Not at Dine. Three courses from the main menu here is £30, with a couple of other dishes - scallops say, or beef (the menu changes regularly) - offered at a supplement. From that menu my companion chose a dish listed as 'Alain Ducasse's chestnut veloute, wild mushroom ravioli and glazed chestnuts'. (Curiously, this dish, named after a revered French chef, comes from the part of the menu listed as 'UK appetisers'. No idea why.) What arrived were two small, round ravioli and two chestnuts, arranged side by side in a dry bowl, like punctuation marks. Then a second waitress arrived with a hot copper pan of the soup. Three ingredients on the menu and three ingredients in the bowl. It was very good, particularly when the soft, smooth flavours of the veloute were combined with the denser texture of the whole chestnuts and the richness of the pureed mushrooms in the ravioli.
Thomas Han likes his wild mushrooms, because they turned up in my starter and main course, both chosen from the daily lunch menu. At £16 for two courses and £19 for three this is a serious bargain. Usually these menus are dominated by ingredients from the cheap end of town: it's the place to find salmon or chicken or guinea fowl (which sounds more exotic than chicken but isn't really). Here, though, the starter was an open ravioli of Lake District hare, long braised until the fibres had given up the will to cling to each other, with sauteed mushrooms between thin layers of very good pasta.
My main course displayed the same keen interest in dark winter flavours. There was a generous slab of sauteed calf's sweetbread with one luscious pearly langoustine and two slices of cep. A slick of meaty jus and that was it. It takes real self-confidence to plate up so little and make so much from it. The same instinct for simplicity was shown in the other main course, a thick boned-out steak of sea bass, cut through the fish (rather than as a fillet), with spears of chicory cooked until they were falling apart.
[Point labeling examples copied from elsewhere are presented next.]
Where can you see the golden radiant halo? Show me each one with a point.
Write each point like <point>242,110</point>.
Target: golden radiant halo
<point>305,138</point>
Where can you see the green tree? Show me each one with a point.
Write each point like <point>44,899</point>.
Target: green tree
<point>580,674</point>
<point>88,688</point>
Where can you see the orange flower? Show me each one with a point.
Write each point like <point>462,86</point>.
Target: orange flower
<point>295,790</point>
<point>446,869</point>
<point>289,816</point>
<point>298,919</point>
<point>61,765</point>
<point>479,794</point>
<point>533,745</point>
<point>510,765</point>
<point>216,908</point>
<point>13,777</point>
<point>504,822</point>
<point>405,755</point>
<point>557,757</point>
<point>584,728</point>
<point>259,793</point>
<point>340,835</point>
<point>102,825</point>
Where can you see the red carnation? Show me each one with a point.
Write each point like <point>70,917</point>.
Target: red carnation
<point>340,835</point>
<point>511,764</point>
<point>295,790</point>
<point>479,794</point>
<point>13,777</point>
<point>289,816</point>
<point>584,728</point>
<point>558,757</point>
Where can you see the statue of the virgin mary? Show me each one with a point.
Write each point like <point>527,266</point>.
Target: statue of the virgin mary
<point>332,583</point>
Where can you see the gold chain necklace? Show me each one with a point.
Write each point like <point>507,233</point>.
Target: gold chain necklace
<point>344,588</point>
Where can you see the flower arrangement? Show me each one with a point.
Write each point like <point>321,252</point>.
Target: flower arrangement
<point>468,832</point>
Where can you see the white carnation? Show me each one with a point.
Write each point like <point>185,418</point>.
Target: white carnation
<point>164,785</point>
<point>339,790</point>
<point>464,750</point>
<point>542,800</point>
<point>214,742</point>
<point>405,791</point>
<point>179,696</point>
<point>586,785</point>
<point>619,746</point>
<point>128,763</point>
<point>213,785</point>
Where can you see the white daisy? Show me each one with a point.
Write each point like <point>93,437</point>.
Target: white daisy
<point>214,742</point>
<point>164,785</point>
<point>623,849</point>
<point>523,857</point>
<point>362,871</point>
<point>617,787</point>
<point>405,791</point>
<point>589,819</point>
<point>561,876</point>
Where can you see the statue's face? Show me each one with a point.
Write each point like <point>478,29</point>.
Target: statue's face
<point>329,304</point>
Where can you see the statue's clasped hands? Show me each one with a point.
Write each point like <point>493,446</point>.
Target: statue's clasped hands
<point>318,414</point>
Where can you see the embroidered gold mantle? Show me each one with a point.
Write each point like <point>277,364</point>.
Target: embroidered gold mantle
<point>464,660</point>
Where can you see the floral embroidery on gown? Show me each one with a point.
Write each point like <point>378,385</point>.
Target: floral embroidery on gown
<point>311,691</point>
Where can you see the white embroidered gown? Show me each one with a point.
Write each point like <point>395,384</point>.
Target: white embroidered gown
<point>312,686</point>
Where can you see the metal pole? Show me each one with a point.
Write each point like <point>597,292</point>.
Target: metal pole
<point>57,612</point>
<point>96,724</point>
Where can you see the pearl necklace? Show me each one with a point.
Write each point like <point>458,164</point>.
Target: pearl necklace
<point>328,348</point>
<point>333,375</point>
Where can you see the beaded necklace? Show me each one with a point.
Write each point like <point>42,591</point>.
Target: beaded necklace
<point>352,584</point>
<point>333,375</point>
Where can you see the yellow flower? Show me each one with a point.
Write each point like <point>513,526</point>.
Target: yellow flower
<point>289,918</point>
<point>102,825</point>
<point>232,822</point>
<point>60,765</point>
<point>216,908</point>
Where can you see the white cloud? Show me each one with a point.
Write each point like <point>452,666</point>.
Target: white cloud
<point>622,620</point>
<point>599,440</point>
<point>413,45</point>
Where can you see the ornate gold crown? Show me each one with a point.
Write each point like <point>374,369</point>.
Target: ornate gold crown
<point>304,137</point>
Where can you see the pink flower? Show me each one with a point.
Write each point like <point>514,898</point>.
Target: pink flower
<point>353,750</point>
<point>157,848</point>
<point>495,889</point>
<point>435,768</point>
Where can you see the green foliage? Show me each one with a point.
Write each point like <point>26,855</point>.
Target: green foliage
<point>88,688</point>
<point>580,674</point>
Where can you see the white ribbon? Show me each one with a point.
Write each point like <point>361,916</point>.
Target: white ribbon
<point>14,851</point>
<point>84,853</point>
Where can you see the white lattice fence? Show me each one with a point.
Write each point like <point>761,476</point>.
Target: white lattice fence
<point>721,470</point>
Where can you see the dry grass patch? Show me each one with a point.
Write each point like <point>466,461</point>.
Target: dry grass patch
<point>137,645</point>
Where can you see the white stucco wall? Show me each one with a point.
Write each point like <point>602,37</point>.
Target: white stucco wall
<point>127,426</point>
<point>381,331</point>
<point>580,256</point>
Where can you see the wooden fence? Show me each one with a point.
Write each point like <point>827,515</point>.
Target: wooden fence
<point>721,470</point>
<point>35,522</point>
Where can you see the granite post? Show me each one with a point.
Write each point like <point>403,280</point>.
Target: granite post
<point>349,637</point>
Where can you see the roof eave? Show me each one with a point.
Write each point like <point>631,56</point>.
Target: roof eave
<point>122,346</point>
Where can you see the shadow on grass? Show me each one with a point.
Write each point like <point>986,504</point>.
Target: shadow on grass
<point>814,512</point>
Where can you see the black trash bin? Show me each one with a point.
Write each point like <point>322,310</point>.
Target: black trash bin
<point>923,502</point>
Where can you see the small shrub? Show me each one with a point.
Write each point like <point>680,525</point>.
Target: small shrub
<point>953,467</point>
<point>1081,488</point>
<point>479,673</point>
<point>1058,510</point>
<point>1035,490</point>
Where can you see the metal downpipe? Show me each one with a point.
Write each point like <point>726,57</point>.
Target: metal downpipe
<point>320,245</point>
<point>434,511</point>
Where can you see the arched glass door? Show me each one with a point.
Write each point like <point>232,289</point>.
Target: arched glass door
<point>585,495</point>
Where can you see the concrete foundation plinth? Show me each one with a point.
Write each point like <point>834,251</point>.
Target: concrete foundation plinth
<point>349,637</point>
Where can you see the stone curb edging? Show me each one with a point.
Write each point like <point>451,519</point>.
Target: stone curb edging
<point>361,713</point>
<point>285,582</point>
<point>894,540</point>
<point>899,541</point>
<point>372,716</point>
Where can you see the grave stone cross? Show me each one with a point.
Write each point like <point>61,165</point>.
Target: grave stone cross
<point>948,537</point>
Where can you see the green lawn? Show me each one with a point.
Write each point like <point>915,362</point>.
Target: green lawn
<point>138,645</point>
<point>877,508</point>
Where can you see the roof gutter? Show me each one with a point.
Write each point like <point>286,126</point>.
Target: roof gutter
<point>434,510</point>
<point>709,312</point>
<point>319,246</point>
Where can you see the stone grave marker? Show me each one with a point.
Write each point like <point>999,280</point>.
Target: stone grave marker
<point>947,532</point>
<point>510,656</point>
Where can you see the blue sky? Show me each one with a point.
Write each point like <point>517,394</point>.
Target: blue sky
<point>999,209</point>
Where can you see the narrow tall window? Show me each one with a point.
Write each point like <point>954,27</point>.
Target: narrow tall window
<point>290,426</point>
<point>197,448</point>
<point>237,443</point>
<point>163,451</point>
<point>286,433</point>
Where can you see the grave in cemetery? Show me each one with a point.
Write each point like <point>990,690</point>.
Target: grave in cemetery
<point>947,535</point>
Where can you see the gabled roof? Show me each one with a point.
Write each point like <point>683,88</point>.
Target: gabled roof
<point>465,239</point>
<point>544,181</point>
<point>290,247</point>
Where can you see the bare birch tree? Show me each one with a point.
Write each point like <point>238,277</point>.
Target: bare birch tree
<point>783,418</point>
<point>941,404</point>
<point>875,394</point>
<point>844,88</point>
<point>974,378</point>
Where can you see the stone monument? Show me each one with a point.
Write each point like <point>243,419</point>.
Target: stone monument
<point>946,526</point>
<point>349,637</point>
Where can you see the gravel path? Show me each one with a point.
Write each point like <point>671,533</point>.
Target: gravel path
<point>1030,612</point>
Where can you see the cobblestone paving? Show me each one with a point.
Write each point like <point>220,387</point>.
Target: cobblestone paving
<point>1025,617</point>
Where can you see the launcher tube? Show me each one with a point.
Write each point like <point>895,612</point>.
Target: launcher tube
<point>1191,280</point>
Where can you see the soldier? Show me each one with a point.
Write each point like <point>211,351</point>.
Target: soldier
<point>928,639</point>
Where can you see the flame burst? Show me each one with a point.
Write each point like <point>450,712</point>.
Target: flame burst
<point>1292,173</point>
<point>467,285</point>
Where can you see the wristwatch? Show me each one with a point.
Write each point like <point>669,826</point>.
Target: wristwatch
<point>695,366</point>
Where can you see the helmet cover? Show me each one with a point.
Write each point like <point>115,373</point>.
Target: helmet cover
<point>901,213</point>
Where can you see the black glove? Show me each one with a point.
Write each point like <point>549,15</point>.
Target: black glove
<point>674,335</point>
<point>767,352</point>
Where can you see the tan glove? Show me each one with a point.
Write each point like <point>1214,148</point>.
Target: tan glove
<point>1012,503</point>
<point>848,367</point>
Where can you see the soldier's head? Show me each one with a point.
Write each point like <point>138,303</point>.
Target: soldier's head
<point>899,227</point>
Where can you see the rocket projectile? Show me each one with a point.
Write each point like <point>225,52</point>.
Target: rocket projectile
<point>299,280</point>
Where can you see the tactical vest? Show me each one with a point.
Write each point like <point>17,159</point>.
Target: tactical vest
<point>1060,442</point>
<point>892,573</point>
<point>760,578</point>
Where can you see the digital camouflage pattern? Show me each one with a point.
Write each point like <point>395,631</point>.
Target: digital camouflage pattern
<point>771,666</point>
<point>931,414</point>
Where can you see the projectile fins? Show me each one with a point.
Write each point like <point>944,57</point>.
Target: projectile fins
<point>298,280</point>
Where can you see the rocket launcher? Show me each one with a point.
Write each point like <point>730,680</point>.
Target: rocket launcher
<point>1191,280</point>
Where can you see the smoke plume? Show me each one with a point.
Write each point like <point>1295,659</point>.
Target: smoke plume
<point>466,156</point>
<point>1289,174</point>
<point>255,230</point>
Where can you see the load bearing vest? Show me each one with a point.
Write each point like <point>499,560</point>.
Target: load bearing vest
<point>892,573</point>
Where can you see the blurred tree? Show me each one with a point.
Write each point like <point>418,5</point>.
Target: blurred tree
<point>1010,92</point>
The only misfire in our meal was a rhubarb cheesecake. The biscuit base was crisp and the filling had a distinct cheesiness which, despite the dish's name, is so rare, but the rhubarb puree, though a fantastic shade of pink, was under-sweetened. All it brought to the dish was sourness. I did much better with a luscious brick of a crisp and chewy iced praline beneath a blanket of dark, shiny chocolate sauce.
In short, a fine meal available at a reasonable price - particularly if you choose the lunch menu. One quibble: they charge £1.50 for bread, though they plonk it on the table without mentioning this. They should simply bump the price of the menu up a little. Nobody will complain when the cooking is this accomplished. Plus, there's always the opportunity for a free game of table football.